Most interestingly, I run Windows 7x64 in a Parallels Virtual Machine. When the problem happens, and I run Ping tests to www.google.com, I get dropped packets in OS X, but not on Windows. I recetnly ran identical ping tests simulatenously in each on the same machine and only OS X dropped packets. So I would defintely say it is an OS X software issue.

A question: does anyone think other devices on the network (e.g. print server, phone SIP, etc.) might somehow cause some interaction problem?

Reply

Answer 6

May 6, 2014 6:55 AM in response to ashvartsman

Did you not read what the last update was for?? Mainly patching for security purposes for bluetooth and network. Connect to your router just as it request and you will be fine.

Reply

Answer 7

May 10, 2014 6:29 PM in response to codythedog

What's most worrisome about this entire issue is that something as fundamental as networking within an operating system of this maturity should have been solved permanently at this point. That Apple has introduced a problem in a layer so fundamental to computing today indicates a much more broad issue at work within Apple. Worse, that someone hasn't actually addressed this problem after having been informed indicates even wider product problems. You can't tell me there aren't a number of experienced TCP OS developers out there who couldn't figure out the root cause of this issue within OS X and get it fixed within a few weeks.

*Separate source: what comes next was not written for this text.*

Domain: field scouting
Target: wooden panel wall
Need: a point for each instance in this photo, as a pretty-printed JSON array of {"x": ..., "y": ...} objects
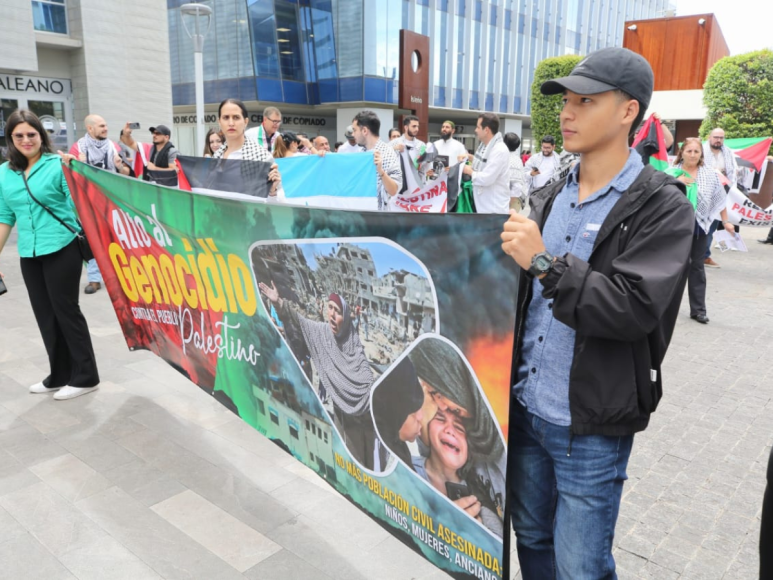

Apple used to pride itself on its engineering polish, its innovation and its robust software releases. Since the Jobs era has ended, that unfortunately all seems to have stopped. I really want to like Mavericks as it does have some nice features, but having something as fundamental as networking broken doesn't really do it for me. There's just no reason for this to be a problem today.

Reply

Answer 8

May 28, 2014 10:26 AM in response to ashvartsman

Everyone else still experiencing this issue in 10.9.3 I assume? Because I still am.

Reply

Answer 9

May 28, 2014 1:50 PM in response to rossoneri91

Yes, we are at the university I work at. The "fix" doesn't fix it either. I did notice something really weird though, I was trying to get a packet capture on one of the affected machines for the Apple Enterprise case I just opened. So I headed over to terminal and ran:

tcpdump -ennqti en0 \( arp or icmp \)

This way I could just capture arp and icmp (I had an active ping from another station already in progress). Low and behold no dropped packets as soon as the packet capture started. I Ctrl+C'd the packet capture as I thought it was a fluke, but as soon as I did packet loss. Started it back up and no dropped packets. If someone else could try to replicate this I would greatly appreciate it as I have been able to replicate it on 2 machines (10.9 & 10.9.3).

Reply

Answer 10

nick1329

Level 1

0 points

May 28, 2014 2:02 PM in response to jwsullivan

This is the exact same thing that happened to me and exactly what I told enterprise support. I went on ahead and sent the information onto support though and they are reviewing it.

We have actually created a whole separate vlan (same setup as previous, I was told) with 1 apple server on that vlan and 1 on the other vlan, and the server on the (new)vlan by itself hasn't dropped a ping (that I've seen) in over 5 days.

Our theory is that it's somehow related to traffic on the vlans and maybe a software/driver update on either the server or our switches will resolve the issue.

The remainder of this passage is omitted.